Das Zufällige fehlt heute in der Landschaft
Landschaft war schon immer von einem starken Wandel gezeichnet, der Mensch hat schon immer kultivierend eingegriffen: Durch verschiedene Landnutzungen, durch Besiedelung, Wegebau, Züchtung, durch Bodenbearbeitung oder den Abbau von Rohstoffen. Nach Ansicht von Professor Werner Konold, bis 2016 Inhaber des Lehrstuhls für Landespflege an der Fakultät für Umwelt und natürliche Ressourcen der Uni Freiburg, dürfe man diese alten Eingriffe nicht romantisieren: Das seien nicht selten Prozesse gewesen, „die wir heute als ganz und gar nicht nachhaltig bezeichnen würden“. Es sei jedoch zigfach belegt, was für eine große Vielfalt und auch „was für eine Eigenart und Schönheit auf allen Ebenen der Biodiversität durch das Kultivieren geschaffen wurde“, wenn auch manchmal erst nach einiger Zeit. Konold nennt es eine „Raum-Zeit-Dynamik gekennzeichnet von hin-und-wieder, hier-und-dort und sowohl-als-auch“. Diese Vielfalt sei fast nie geplant zustande gekommen: „Sie war nutzungsgetrieben und zufällig, gleichsam als Nebeneffekt.“
Für den Diplom-Agraringenieur ist das der Schlüssel dafür, wie wir unsere Landschaft weiterentwickeln müssen. Denn statt zufälliger Strukturen gebe es heute das großflächig Einheitliche, das permanent Intensive (durch Düngung), das immer Flächenscharfe, das Trennende und die hohe Frequenz und die Gleichzeitigkeit von Eingriffen. Alles muss vorhersehbar sein und man versucht, das Zufällige der landschaftlichen Entwicklung zu minimieren. Konold schlägt deshalb vor, scharfe Grenzen aufzulösen und Nutzungsformen wieder zu mischen, unter anderem durch Agroforstwirtschaft mit Bäumen und Sträuchern zwischen den Äckern oder der Ausweitung der Weidewirtschaft.

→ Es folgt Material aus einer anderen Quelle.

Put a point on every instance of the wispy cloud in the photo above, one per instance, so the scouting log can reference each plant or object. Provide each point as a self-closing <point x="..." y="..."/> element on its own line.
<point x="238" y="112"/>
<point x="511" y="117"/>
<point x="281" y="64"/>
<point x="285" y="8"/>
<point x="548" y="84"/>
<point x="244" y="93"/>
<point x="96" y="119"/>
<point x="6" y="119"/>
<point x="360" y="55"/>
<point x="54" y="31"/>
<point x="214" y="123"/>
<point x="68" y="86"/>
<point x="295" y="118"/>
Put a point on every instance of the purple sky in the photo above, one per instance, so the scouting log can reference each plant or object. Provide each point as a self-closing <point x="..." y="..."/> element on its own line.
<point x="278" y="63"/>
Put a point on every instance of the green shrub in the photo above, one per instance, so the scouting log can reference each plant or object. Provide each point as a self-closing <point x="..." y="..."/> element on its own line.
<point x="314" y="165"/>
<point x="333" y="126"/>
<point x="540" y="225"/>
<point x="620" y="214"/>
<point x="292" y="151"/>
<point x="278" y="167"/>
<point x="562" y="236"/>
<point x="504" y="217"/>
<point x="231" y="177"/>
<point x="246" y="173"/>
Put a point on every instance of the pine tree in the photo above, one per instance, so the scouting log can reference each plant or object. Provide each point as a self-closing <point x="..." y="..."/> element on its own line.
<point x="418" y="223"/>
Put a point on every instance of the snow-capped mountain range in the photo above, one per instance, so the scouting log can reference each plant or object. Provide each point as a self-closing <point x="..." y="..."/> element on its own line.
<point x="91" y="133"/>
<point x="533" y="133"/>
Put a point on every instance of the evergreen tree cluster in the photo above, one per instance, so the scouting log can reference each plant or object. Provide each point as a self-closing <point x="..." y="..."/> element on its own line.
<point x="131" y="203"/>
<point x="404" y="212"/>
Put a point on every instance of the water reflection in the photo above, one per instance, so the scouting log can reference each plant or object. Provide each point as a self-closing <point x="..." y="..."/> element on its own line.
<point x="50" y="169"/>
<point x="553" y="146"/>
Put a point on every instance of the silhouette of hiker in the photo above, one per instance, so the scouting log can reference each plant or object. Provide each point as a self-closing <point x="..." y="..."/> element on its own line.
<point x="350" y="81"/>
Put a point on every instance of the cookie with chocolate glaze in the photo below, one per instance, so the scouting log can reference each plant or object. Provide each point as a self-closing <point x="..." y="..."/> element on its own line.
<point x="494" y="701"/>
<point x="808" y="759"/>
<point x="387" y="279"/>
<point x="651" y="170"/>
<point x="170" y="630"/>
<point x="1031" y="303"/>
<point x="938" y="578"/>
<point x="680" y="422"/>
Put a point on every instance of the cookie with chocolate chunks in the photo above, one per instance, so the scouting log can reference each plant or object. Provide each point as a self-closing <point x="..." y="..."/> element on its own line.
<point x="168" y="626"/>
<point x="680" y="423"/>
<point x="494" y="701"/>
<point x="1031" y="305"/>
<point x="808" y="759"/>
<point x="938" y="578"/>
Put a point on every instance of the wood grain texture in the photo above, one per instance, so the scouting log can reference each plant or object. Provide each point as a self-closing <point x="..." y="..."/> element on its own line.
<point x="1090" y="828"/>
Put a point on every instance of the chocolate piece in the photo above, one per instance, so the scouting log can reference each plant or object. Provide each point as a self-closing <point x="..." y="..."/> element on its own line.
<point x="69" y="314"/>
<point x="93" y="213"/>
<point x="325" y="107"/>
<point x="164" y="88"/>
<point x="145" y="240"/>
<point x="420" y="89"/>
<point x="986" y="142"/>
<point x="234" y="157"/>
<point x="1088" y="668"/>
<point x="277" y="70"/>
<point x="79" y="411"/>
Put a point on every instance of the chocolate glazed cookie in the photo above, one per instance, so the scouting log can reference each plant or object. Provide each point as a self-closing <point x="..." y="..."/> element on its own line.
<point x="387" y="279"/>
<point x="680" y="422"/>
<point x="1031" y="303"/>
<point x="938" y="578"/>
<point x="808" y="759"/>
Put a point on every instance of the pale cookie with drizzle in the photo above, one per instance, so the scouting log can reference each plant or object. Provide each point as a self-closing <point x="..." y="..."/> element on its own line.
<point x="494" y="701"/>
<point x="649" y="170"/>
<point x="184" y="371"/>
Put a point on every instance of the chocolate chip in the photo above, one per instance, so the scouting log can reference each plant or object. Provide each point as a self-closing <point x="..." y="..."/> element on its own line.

Felder und Wiesen könnten in Streifen angelegt und Fruchtfolgen erweitert werden. Auch neue Mischkulturen würden die Biodiversität erhöhen: Beim Silomaisanbau könnte man laut Konold zum Beispiel Stangenbohnen einsäen, die die Maispflanzen dann als Kletterstangen nutzen. So habe man ein größeres Blütenangebot, zusätzliche Biomasse und die Leguminosen würden zudem Stickstoff im Boden binden. Nicht genutzte Strukturen wie Ränder, Zwickel oder Gewässerrandstreifen würden die Artenvielfalt erhöhen und die Durchlässigkeit der Landschaft verbessern. Auch Moore müssten nach Ansicht Konolds wieder mehr in den Blickpunkt rücken.